Wahlkampfkuschen vor den Kirchen

Auf religion.ORF hatte es am 10.9. geheißen: Kirchenkritik schadet im Wahlkampf - (..) Doch auch andere Parteien versuchen, in diesem Teich zu fischen. Eine offene Opposition zur katholischen Kirche kann sich in Wahlkampfzeiten offenbar keine Partei leisten -nicht einmal NEOS, das mit Niko Alm einen der Initiatoren des gescheiterten "Volksbegehrens gegen Kirchenprivilegien" an prominentem Listenplatz führt. "Das Volksbegehren hat gezeigt, dass bei aller Säkularisierung Kritik in dieser Schärfe nach wie vor zurückgewiesen wird", so Plasser dazu. Zumindest bei den beiden Großparteien sei von einer gewissen "wahlpolitischen Rücksichtnahme" auf die Kirchen auszugehen. Hofer sieht das ähnlich: "Wenn überhaupt, dann hätte man Kirchenkritik zeitnah zum Missbrauchsskandal in der katholischen Kirche zum Thema machen können. Für eine Partei, die eine gewisse Breite anstrebt, ist Kritik an den Kirchen nicht anzuraten", so Hofer.

Soweit die ORF-Religion. In Österreich gibt's um die zwei Millionen Konfessionslose, die sind merkwürdigerweise auch wahlberechtigt. Aber die traut man sich nicht anzusprechen, weil man den katholischen Ungeist fürchtet. Sogar die NEOS führten sich entsprechend auf. Zwar sind sie als neoliberale Partei für einen alten Achtundsechziger wie mich sowie genauso unwählbar wie die ÖVP, aber trotz des Kandidaten Niko Alm war dieser Tage in der beginnenden Wahlkampf-Endphase den Medien folgende NEOS-Stellungnahme zu den Kirchen zu entnehmen:
"Es ist gut, dass Staat und Kirche/Religionen in Österreich getrennt sind, aber in wichtigen Bereichen kooperieren. Wir begrüßen dies ausdrücklich, hier wird Großartiges geleistet.
Wir NEOS stehen darüber hinaus für die Bekämpfung jedweder Form von Ungleichbehandlung und Diskriminierung. Wir sehen daher in verschiedenen Bereichen doch auch historisch begründete Privilegien, die wir ablehnen."
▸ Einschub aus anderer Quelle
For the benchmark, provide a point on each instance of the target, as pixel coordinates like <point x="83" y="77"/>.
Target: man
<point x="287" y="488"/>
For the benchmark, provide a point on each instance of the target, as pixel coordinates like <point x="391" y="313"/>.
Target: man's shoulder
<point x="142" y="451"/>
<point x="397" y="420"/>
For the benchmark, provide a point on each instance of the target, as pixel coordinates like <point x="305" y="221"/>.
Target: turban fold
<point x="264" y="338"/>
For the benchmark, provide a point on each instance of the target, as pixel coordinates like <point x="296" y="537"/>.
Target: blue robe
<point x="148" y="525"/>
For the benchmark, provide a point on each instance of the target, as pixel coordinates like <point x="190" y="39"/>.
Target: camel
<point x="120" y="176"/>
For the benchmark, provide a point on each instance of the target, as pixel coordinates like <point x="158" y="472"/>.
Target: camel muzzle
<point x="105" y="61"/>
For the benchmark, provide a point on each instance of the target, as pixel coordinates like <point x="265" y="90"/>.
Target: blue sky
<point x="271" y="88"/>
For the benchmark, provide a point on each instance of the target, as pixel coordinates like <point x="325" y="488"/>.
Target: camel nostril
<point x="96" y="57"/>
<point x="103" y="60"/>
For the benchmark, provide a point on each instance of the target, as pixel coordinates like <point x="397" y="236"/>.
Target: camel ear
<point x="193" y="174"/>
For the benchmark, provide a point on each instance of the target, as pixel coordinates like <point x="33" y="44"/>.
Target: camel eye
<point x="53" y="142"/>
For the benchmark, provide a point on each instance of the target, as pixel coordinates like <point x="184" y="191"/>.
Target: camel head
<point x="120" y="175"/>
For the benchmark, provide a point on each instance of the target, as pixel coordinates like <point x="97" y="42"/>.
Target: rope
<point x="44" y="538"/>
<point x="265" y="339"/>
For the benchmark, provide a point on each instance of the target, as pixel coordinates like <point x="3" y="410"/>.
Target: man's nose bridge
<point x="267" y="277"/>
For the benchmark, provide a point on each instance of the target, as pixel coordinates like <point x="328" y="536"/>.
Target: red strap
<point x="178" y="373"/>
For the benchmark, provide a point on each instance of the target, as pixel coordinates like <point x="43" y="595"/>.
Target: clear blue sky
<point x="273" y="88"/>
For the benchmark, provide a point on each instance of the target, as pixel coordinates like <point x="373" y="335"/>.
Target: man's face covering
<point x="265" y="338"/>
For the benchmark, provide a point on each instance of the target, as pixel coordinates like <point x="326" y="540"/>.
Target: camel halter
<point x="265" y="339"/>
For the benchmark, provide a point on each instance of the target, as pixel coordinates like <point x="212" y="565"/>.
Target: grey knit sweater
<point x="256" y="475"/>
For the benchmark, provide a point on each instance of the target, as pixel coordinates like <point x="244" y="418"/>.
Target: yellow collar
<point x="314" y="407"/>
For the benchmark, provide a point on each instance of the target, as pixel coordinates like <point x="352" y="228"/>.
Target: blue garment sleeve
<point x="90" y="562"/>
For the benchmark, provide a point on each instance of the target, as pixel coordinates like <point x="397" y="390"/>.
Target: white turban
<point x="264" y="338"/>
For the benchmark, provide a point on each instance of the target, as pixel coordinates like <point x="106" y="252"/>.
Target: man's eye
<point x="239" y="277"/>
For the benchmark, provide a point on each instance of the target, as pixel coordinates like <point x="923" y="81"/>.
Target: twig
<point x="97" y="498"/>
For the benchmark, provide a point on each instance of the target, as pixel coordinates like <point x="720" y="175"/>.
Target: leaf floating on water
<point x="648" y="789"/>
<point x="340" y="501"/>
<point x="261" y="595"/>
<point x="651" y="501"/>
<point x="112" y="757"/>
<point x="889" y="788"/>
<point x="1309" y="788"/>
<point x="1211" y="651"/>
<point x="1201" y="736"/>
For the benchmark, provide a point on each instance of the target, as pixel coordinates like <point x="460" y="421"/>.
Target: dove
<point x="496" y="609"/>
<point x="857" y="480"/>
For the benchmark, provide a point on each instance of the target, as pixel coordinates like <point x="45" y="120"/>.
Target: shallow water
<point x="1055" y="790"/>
Dass in Österreich tatsächlich eine Trennung von Staat und Kirche bestünde, ist eine überraschende Information einer Partei, für die einer kandidiert, der das Volksbegehren gegen Kirchenprivilegien mitinitiiert hat. Und erst recht, dass die Niko-Alm-Partei die Kooperation Staat-Kirche als großartige Leistung begrüßt.
Das Volksbegehren gegen Kirchenprivilegien hatte diese Kooperation sogar mit größter Vehemenz verurteilt und die Zahlungen des Staates an kirchliche Einrichtungen im Gesundheits- und Sozialdienstbereich scharf kritisiert, man rechnete nämlich die staatlichen Ausgabe für den Kirchenbereich mit 3,8 Milliarden Euro inklusive dieser Zahlungen den Kirchen als "Privileg" vor. Was dann sehr mithalf, das Volksbegehren kläglich scheitern zu lassen, weil die Kirche kein Problem hatten, zu sagen, mit den staatlichen Geldern machten die Kirchen ja lauter nützliche Sachen für die Allgemeinheit. Dadurch war dann in der Unterzeichnungswoche gar keine Rede mehr von den wirklichen Kirchenprivilegien.

Und jetzt kriecht die neoliberale (Sozialsystem entrümpeln, private Pensionsvorsorge, Steuersenkungen für alle) NEOS-Partei vor den staatlich-kirchlichen Verbandelungen auch noch wortreich zu Kreuze! Der Haselsteiner und der Schönborn segne Euch!